As Las Colinas in Queen Creek, Arizona, this past week, Popov went 22 under with rounds of 61-69-64. She finished nine shots ahead of runner-up Britney Yada and set a course record and a tournament scoring record in the process. Her putter carried her, but Popov is seeing her wedge game and her irons come together too.
Popov, who started her career as an LPGA rookie in 2015, is realizing that this unscheduled downtime has allowed her to hone in on the parts of her game that needed work. Now she feels comfortable over every shot and is excited to get to the course for each round.
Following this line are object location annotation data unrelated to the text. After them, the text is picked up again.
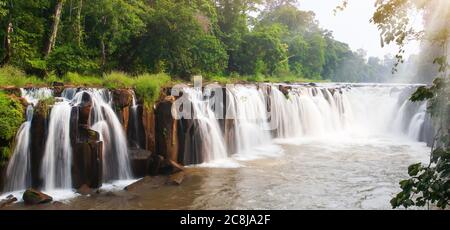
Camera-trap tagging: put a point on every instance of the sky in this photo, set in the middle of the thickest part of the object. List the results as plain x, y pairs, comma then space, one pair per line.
352, 25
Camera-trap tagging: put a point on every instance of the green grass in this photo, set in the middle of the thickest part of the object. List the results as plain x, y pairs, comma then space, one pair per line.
148, 86
80, 80
11, 113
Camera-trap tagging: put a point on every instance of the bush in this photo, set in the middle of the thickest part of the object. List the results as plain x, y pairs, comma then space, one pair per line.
69, 58
117, 80
13, 76
11, 113
80, 80
148, 87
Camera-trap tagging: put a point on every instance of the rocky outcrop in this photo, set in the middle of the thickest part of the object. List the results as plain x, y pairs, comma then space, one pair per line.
58, 88
8, 201
3, 168
122, 100
33, 197
167, 129
139, 161
87, 148
39, 126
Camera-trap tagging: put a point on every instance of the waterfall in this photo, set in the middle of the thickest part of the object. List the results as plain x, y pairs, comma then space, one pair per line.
247, 106
18, 173
133, 136
116, 163
212, 145
260, 114
56, 164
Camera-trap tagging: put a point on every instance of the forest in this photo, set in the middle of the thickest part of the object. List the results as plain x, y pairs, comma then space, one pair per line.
218, 39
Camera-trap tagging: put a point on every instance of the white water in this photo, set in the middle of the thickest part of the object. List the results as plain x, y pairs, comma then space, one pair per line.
134, 114
56, 164
247, 106
116, 163
324, 111
209, 129
18, 173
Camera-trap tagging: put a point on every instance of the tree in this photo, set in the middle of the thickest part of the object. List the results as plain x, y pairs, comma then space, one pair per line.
54, 29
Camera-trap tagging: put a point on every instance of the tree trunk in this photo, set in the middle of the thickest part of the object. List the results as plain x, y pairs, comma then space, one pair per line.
78, 26
54, 30
103, 54
7, 45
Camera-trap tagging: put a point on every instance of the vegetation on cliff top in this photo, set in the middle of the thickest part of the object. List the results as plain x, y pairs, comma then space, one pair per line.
181, 38
12, 116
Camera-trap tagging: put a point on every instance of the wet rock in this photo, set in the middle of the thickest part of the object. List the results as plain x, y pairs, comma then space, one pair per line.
166, 127
284, 89
134, 186
12, 90
154, 164
137, 130
176, 178
87, 162
147, 182
122, 98
86, 190
85, 109
33, 197
38, 134
170, 167
58, 88
139, 158
8, 201
191, 148
148, 122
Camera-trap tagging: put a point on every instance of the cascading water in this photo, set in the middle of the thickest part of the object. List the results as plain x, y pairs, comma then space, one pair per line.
18, 173
212, 144
247, 106
116, 163
56, 164
327, 110
133, 137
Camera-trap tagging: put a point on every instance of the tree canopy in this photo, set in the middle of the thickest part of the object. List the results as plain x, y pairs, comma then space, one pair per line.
181, 37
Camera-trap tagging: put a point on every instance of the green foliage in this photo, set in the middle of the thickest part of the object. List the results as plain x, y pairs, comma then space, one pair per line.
12, 76
181, 38
117, 80
82, 80
43, 107
69, 58
148, 87
11, 112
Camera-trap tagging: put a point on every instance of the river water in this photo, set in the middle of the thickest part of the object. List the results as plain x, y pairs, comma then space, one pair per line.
333, 148
335, 173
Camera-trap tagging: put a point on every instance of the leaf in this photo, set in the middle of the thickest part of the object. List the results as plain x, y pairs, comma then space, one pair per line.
414, 169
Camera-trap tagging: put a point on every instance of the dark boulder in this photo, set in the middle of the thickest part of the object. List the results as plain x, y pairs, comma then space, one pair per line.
8, 201
86, 190
38, 134
58, 88
122, 98
176, 178
154, 164
139, 159
33, 197
166, 127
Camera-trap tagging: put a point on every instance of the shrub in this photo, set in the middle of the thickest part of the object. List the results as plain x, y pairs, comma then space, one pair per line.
11, 113
80, 80
117, 80
148, 87
13, 76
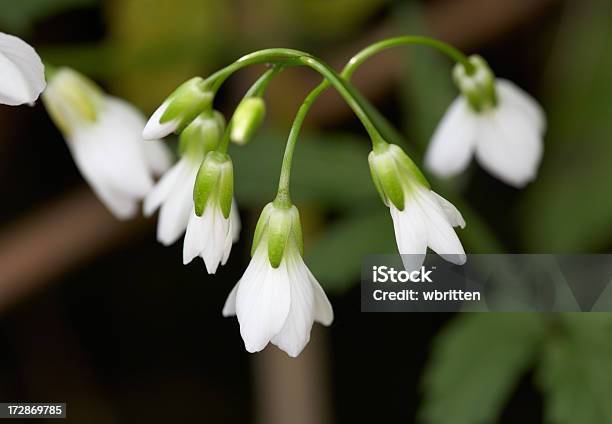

“Quarantine has given me a little more time to intensely work on parts of my game that maybe the offseason didn’t give me,” she said. “I didn’t work on specific shots very well and now I feel like I did that. I feel like I really picked numbers and said alright, I’m really going to grind and work on 70-yard shots and 75 or 95 or 90 – some shots I usually feel uncomfortable with.”
At last fall’s LPGA Q-Series, Popov finished one shot out of the top 45 – the magic number needed to earn some level of status on the LPGA in 2020. In some ways, it was a blessing. She knows what it’s like to be too far down the priority list to get into early-season events.
This year, she decided to focus solely on the Symetra Tour, finish in the top 10 on the money list and earn full status for the 2021 LPGA season. These few wins won’t change that focus.
“It’s still the most important thing for me,” she said.
For now, Popov plans to play two more Cactus Tour events. She’ll regroup next month when the mini-tour takes a break. The Symetra Tour is scheduled to resume mid-June.
Some players have endured criticism for continuing to tee it up in mini-tour events among stay-at-home orders. In fact, Popov saw some of the messages sent their way and was horrified.
Cactus Tour fields often make up a very small percentage of the play at any given tournament venue, with most golf courses in Arizona open for public play. Popov is also an avid hiker – a hobby she has been grateful for during the pandemic – and compares the two outdoor sports.
“When I go on my hikes,” she said, “I feel like there are a lot more people on those hikes than on the golf course.”